When we start laying out un-biblical expectations, we will lose our joy in a hurry. If there is something I had to learn in 2011, and am still learning in 2012, it was to not get my hopes up in my own expectations. Too often I did, and too often I became depressed, frustrated, AND angry. Things I was expecting to happen, didn’t. And things I was almost certain would not happen, did. And the Lord reminded me who is really in control here.

Did Paul have any expectations? He could have said, "I expect to get out of jail, I expect one of the churches to bail me out or break me out, I expect the Lord to rescue me..." He didn't have any of those expectations, really he had just one: it is my eager expectation and hope that I will not be at all ashamed, but that with full courage now as always Christ will be honored in my body, whether by life or by death. (Philippians 1:20)

I want to honor Christ. In my life, by my death. That’s really all I should be looking towards.

That’s one thing that Paul is saying in this verse. We are not going to meet the Lord and say, “I wasted my life on You?! I gave my years on earth to telling people about You?!”

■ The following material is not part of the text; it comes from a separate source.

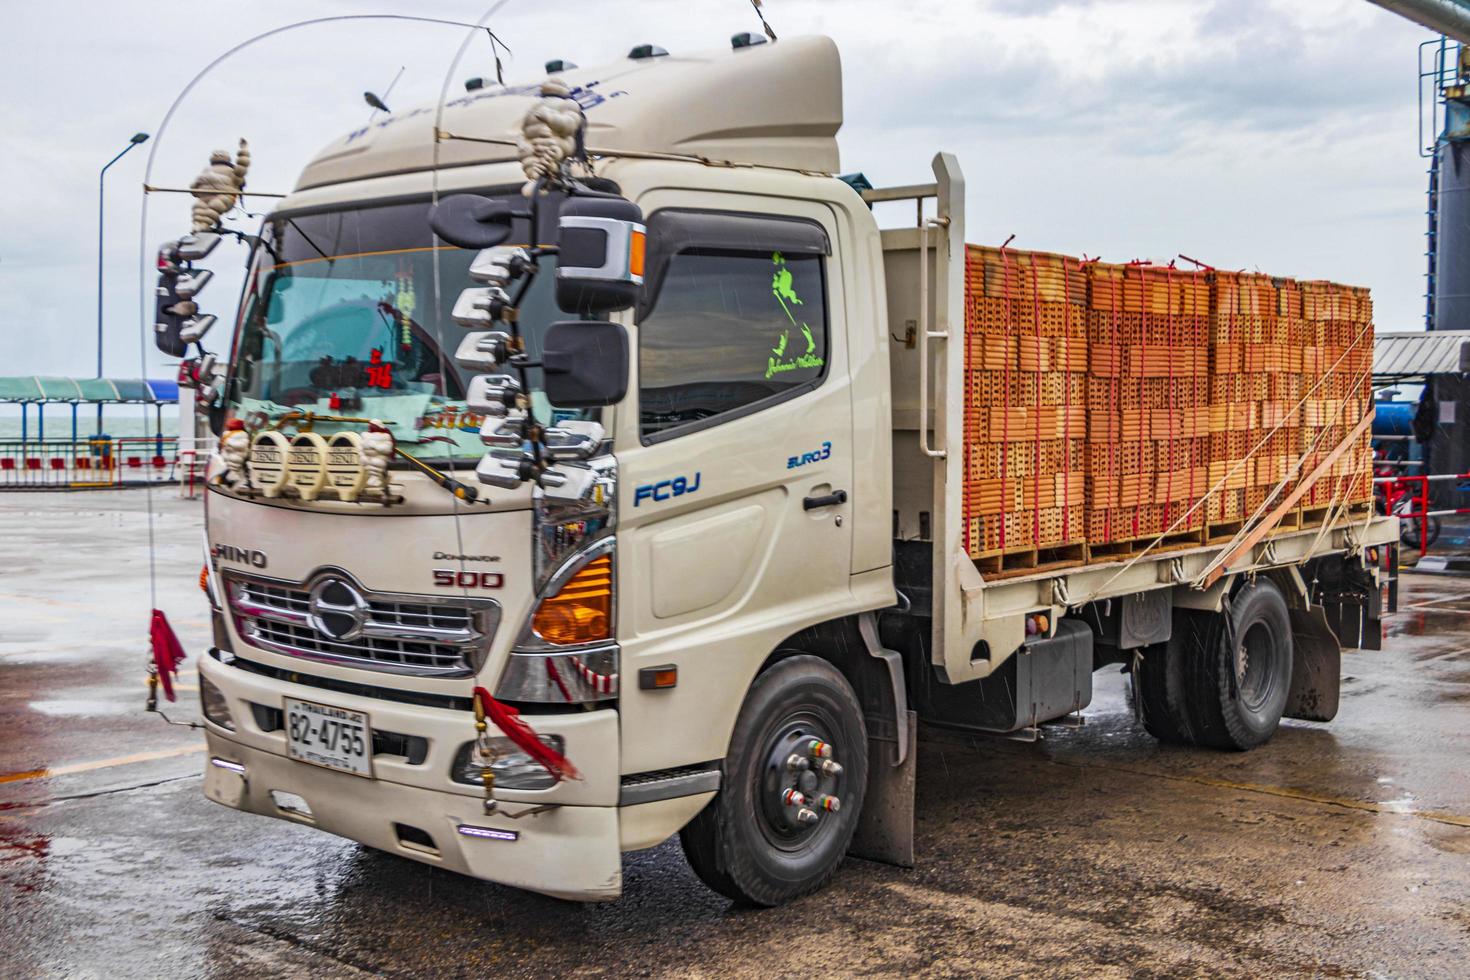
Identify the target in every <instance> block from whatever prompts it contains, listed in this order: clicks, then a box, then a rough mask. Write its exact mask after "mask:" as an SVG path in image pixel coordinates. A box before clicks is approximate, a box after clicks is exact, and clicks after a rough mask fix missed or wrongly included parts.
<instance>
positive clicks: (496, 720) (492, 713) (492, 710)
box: [475, 688, 582, 779]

And I will not be ashamed. I will not look back on my life and say “Jesus disappointed me.” I will not look back on my ministry and say, “Jesus wasn’t enough.”

My expectation is that I will cross over to death and rejoice at this glorious truth: Jesus is worthy. Of everything I had, everything I did, every heartache, every trial. Every day that this was all uphill… He is more than worthy. And I will not be ashamed.

That is my expectation. Too much of this life disappoints. Jesus will not.